Magnets in Toys Pose Broad Dangers

Parents need to be better warned about potential health risks and symptoms of children swallowing toys with magnets.When giving your child toys this holiday season, parents need to be better warned about potential health risks and symptoms of children swallowing toys with magnets. That is the warning from a new study conducted by the Cincinnati Children's Hospital Medical Center. When ingested, multiple magnets can stick together across a bowel wall, leading to infection in the digestive tract, the need for surgery and even death. The study also found that parents often don't seek medical attention for a child who has swallowed a magnet as quickly as necessary.

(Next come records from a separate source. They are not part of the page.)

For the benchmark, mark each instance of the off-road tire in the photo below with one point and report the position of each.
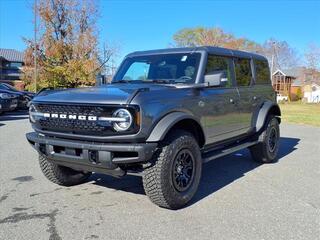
(158, 180)
(263, 152)
(61, 175)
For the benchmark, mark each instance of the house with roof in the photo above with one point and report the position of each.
(11, 62)
(282, 82)
(311, 93)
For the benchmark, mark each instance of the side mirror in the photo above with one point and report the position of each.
(216, 79)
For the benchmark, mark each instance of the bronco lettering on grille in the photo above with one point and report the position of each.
(71, 116)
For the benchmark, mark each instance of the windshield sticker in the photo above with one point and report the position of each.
(184, 58)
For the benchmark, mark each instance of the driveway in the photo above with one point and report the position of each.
(237, 199)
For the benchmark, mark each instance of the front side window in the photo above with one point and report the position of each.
(171, 68)
(243, 71)
(219, 66)
(262, 72)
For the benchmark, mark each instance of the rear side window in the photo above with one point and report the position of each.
(243, 71)
(262, 72)
(217, 65)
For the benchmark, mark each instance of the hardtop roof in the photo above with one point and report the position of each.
(209, 49)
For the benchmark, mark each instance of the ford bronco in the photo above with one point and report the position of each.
(165, 113)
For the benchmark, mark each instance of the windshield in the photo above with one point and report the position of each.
(161, 68)
(7, 87)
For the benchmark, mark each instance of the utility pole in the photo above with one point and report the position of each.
(35, 46)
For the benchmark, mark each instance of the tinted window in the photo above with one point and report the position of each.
(137, 71)
(243, 71)
(262, 72)
(178, 68)
(221, 66)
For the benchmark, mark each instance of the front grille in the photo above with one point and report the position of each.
(76, 126)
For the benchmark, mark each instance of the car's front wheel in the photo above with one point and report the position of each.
(174, 178)
(267, 149)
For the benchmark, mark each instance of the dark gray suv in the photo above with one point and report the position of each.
(165, 113)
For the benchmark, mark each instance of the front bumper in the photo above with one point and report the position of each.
(104, 158)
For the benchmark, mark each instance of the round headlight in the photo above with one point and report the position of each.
(123, 120)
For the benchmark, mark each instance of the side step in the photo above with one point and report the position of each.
(211, 155)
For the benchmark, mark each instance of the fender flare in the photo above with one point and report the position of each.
(267, 107)
(166, 123)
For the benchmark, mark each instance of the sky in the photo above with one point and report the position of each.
(142, 25)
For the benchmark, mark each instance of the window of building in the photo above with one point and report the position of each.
(262, 71)
(15, 64)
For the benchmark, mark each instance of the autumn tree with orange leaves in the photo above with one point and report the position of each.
(67, 46)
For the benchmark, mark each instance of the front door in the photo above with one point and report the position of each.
(221, 112)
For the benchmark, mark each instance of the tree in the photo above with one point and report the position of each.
(67, 48)
(217, 37)
(280, 54)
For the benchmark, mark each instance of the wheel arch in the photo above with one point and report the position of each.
(177, 120)
(267, 109)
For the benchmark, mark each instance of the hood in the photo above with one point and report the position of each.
(106, 94)
(11, 92)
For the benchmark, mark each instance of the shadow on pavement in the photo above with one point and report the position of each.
(215, 175)
(17, 115)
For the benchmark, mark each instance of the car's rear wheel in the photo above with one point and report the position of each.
(267, 149)
(61, 175)
(174, 178)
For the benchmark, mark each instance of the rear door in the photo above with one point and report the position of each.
(220, 104)
(244, 80)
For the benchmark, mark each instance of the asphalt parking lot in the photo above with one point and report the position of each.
(237, 199)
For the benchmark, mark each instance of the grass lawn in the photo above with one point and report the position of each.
(301, 113)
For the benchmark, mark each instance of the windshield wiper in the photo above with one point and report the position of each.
(122, 81)
(169, 81)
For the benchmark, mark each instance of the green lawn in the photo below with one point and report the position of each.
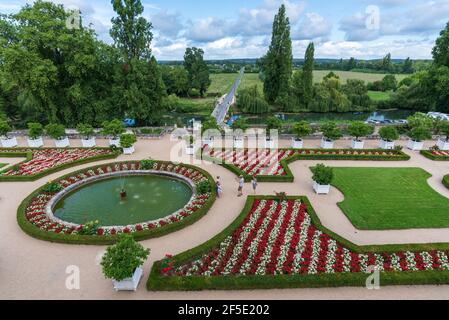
(390, 198)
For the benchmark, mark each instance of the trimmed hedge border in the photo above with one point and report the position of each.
(429, 155)
(289, 177)
(29, 156)
(40, 234)
(157, 282)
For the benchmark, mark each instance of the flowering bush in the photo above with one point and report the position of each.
(279, 238)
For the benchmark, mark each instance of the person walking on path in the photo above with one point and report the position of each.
(254, 184)
(241, 181)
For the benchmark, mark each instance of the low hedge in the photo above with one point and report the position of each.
(29, 156)
(158, 282)
(289, 177)
(35, 232)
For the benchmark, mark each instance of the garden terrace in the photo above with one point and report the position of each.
(390, 198)
(34, 219)
(278, 243)
(43, 161)
(272, 165)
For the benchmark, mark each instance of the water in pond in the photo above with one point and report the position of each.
(149, 197)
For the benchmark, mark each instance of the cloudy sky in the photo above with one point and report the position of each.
(363, 29)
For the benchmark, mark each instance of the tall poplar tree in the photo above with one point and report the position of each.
(277, 64)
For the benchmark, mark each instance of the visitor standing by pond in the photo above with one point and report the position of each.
(241, 182)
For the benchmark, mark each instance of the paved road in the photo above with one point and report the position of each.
(222, 108)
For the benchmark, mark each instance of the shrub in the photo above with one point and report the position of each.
(122, 259)
(203, 187)
(86, 130)
(331, 131)
(55, 131)
(302, 129)
(389, 133)
(127, 140)
(35, 130)
(359, 129)
(322, 175)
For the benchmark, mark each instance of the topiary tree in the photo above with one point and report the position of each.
(35, 130)
(113, 128)
(122, 259)
(55, 131)
(85, 130)
(127, 140)
(302, 129)
(420, 133)
(5, 128)
(322, 175)
(331, 131)
(359, 129)
(389, 133)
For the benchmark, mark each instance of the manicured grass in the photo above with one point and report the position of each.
(390, 198)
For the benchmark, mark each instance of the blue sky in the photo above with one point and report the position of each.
(362, 29)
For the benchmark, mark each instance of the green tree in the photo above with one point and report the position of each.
(277, 64)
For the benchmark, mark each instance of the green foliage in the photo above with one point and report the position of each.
(86, 130)
(127, 140)
(55, 131)
(302, 129)
(35, 130)
(359, 129)
(331, 131)
(114, 128)
(389, 133)
(122, 259)
(322, 175)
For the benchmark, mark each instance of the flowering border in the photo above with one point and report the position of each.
(279, 170)
(342, 264)
(33, 219)
(28, 153)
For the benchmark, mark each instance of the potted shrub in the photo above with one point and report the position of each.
(7, 142)
(358, 129)
(35, 132)
(87, 135)
(322, 177)
(127, 141)
(123, 263)
(113, 129)
(388, 135)
(239, 126)
(443, 143)
(273, 123)
(417, 136)
(57, 132)
(331, 132)
(301, 130)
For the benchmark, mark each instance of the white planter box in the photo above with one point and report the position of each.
(88, 143)
(443, 145)
(269, 144)
(297, 144)
(35, 143)
(62, 143)
(190, 150)
(358, 144)
(9, 143)
(238, 143)
(129, 284)
(129, 151)
(415, 145)
(326, 144)
(114, 142)
(321, 189)
(386, 145)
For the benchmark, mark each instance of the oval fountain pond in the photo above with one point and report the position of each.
(148, 198)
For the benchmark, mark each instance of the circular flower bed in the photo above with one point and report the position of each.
(34, 219)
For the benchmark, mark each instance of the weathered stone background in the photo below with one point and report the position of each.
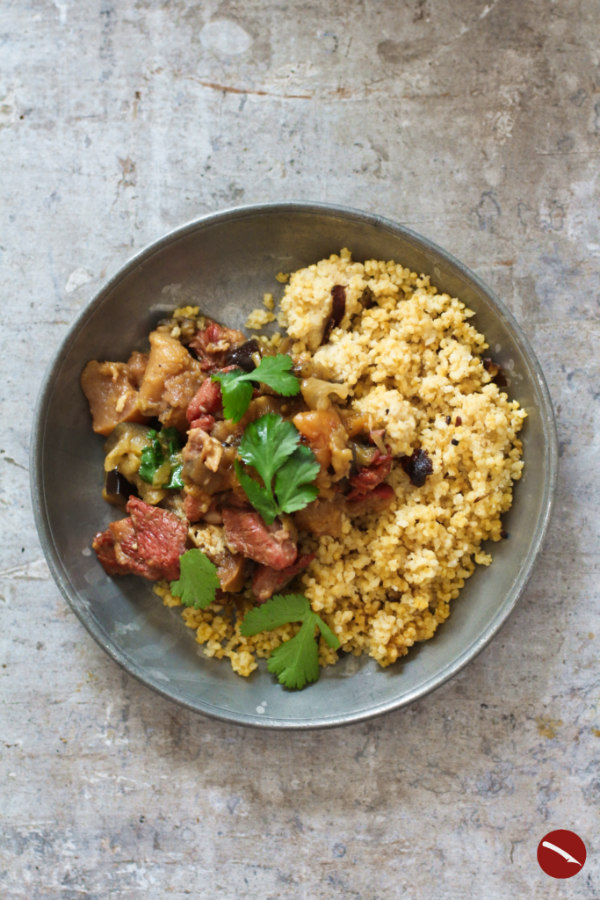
(475, 122)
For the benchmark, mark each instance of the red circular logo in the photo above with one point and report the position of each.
(561, 853)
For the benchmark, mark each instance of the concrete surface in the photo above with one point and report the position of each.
(475, 122)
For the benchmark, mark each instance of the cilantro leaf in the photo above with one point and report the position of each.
(236, 387)
(267, 443)
(160, 461)
(151, 458)
(278, 611)
(236, 392)
(275, 371)
(271, 445)
(198, 580)
(261, 499)
(296, 661)
(292, 481)
(176, 481)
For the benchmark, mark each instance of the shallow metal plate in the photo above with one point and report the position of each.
(225, 263)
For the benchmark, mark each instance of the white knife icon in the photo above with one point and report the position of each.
(562, 852)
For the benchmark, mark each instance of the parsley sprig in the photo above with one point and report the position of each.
(271, 446)
(198, 581)
(161, 462)
(236, 385)
(295, 662)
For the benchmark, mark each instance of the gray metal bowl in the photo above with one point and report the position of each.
(224, 263)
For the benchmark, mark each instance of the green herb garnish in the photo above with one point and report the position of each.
(236, 386)
(295, 662)
(198, 580)
(271, 445)
(161, 462)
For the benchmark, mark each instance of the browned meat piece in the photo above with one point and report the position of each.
(369, 477)
(112, 393)
(195, 503)
(267, 581)
(149, 543)
(130, 560)
(320, 517)
(230, 572)
(376, 500)
(179, 390)
(270, 545)
(207, 399)
(213, 343)
(161, 536)
(207, 463)
(104, 545)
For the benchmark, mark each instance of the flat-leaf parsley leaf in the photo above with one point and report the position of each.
(271, 445)
(295, 662)
(160, 462)
(236, 385)
(198, 580)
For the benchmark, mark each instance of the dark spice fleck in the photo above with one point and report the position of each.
(496, 371)
(338, 308)
(417, 466)
(242, 356)
(367, 298)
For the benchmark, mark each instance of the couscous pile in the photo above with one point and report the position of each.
(390, 356)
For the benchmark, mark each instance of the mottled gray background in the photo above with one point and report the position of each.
(475, 122)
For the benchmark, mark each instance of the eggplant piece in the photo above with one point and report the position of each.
(117, 489)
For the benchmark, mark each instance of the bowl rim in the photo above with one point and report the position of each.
(36, 456)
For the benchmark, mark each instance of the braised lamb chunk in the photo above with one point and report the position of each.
(246, 533)
(148, 542)
(267, 581)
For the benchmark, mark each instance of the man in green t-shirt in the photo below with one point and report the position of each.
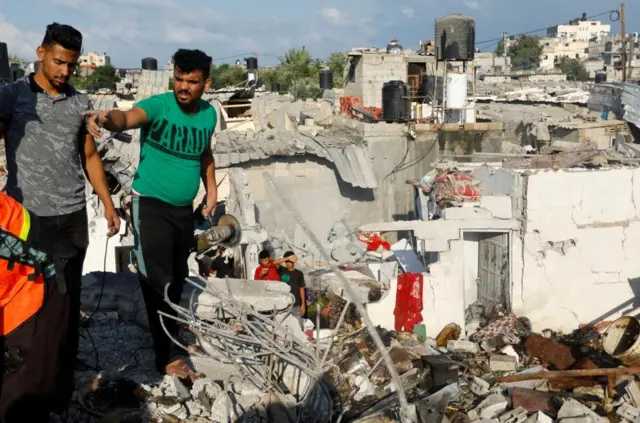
(175, 152)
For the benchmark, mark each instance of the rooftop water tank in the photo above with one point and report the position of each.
(326, 79)
(395, 102)
(455, 38)
(5, 68)
(456, 91)
(149, 63)
(252, 63)
(394, 47)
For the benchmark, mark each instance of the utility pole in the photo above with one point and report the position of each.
(623, 27)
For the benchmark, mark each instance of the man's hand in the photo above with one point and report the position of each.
(211, 203)
(113, 220)
(95, 121)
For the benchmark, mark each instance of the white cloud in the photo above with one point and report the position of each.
(187, 34)
(334, 16)
(74, 4)
(22, 44)
(409, 12)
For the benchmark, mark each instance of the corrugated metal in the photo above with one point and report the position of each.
(621, 99)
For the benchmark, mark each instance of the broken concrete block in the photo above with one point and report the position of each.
(549, 351)
(493, 344)
(479, 387)
(172, 387)
(539, 417)
(533, 401)
(462, 346)
(573, 411)
(634, 393)
(502, 363)
(517, 415)
(628, 412)
(490, 407)
(508, 350)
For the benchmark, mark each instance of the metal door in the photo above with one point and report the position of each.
(493, 270)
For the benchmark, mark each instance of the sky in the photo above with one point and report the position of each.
(128, 30)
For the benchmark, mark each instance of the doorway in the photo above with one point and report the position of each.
(487, 278)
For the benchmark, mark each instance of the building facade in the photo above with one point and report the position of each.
(93, 60)
(580, 29)
(554, 50)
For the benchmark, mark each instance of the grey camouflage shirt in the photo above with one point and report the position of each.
(44, 141)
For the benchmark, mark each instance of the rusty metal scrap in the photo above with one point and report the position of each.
(549, 351)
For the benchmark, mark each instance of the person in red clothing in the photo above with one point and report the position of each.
(269, 268)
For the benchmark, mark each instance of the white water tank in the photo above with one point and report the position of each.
(456, 90)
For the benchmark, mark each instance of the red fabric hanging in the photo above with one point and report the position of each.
(408, 311)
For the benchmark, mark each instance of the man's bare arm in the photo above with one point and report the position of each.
(118, 121)
(115, 120)
(208, 175)
(98, 180)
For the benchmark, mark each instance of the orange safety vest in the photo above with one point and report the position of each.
(21, 287)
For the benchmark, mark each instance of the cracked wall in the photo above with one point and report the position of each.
(581, 246)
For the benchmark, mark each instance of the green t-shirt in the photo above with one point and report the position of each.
(171, 145)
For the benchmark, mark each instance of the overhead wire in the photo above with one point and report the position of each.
(611, 13)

The findings are based on the analysis of 121 magnet-swallowing cases in 21 counties and were published online in the journal Pediatric Radiology. "The majority of swallowed magnetic objects were components of toy sets, including many well-known brands," study author Dr. Alan Oestreich, a professor of radiology at Cincinnati Children's, said in a hospital news release. "Many of the children represented in the survey were 5 years of age or younger and dependent on their parents or guardians to ensure they do not have access to multiple small magnets." The authors urged parents to pay particular attention when buying toys for small children as written warnings are not mandatory on toys containing magnets. Symptoms of ingested magnets can be mild and flu-like, but nausea, vomiting, cramps or abdominal pain should be given medical attention.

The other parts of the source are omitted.